We blared Sandi's car speakers and watched all
these teenage boys
strut their stuff, loading rocket
after rocket into a five-foot-tall steel tube, littering
the neighborhood with paper wrappers and
spent
fuses. Sandi and I were flirting with the teenage
boys, reflecting on our own teenage pasts, realizing
that we were to never have them back again. And it
was ok,
for the most part.
The pyro group kept switching from the front yard to
the back yard, where the canal came right up against
the house, the nearby nickel plant blotting out the
stars in a haze of orange. It looked like a demented
domestic warzone, all this smoke and sparks among
squat houses and parked cars, warped streets and
outdated Christmas displays.
But where was I for the big moment, where the boys
spent the last and biggest rockets and people were
screaming from the radio broadcast in Jasckson
Square? I was in the house, staring at the phone,
waiting it to ring. I was to get a call from a friend, Shmuel, I have only talked to online, and I was determined to
get it, so I just sat there, waiting. It was his idea to
call me at this awkward time where everyone is
likely to pick up the phone just to see if it works, so
in this house I kept watching people who lived there
pick it up and call friends to wish them Happy New
Year. I couldn't snatch it out of their hands, so all I
could do was hope that he would keep calling until
he got through.
This would have been the first time we were to
speak on the phone, and I was eager to hear his
voice. I had heard his singing voice on an MP3, but,
you know, it's not the same. Fifteen minutes went by
and I was beginning to doubt. I had stopped
drinking an hour ago to be nice and sober for this call,
and it looked like I had just wasted a head buzz for
nothing. I laid down on the couch and fell asleep.

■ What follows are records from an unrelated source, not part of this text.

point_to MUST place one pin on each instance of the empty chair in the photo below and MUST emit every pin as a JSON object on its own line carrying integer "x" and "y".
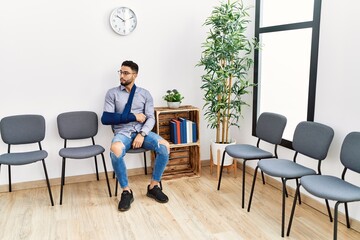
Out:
{"x": 75, "y": 126}
{"x": 269, "y": 128}
{"x": 334, "y": 188}
{"x": 310, "y": 139}
{"x": 20, "y": 130}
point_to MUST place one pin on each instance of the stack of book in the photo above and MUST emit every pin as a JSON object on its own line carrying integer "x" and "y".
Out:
{"x": 182, "y": 131}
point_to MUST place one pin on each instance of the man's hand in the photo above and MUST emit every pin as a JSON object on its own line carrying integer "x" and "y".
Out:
{"x": 140, "y": 117}
{"x": 138, "y": 141}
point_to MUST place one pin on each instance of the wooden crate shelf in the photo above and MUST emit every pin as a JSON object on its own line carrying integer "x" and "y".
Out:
{"x": 184, "y": 159}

Then Sandi's husband starts yelling for me and hands
me the cordless. Shmuel said hello and then I did. Then
we pretty much talked the way we do online, and I
was just trying to hear as much of his voice as I
could, since by this point the whole backyard was
coming inside to make mudslides. But it was hard
because he was so soft and I was so loud.
I don't remember much of what we talked about, but
I remember I wasn't nervous like I'd thought I'd be.
He told me he shaved his head as a start of the new
year, and I wished to myself that he was there with
me to keep me company, to be my friend in this
house of loud and thick-headed strangers. To drive
home with me after everything had blown up that
was expected to.
We talked for a half hour or so and he said he had
to go with his friends before the bars closed. He was
an hour ahead of me, so New Year's had come and
gone before he called. So I said goodbye and then
went back out to the slowly dwindling chaos as the
boys ran out of things to blow up. After a while I
conked out again on the sofa, waiting for the time when I
could drive home, when I could sit at my computer
and put my thoughts into words in an attempt to use
this phone call as a way to start the year off right.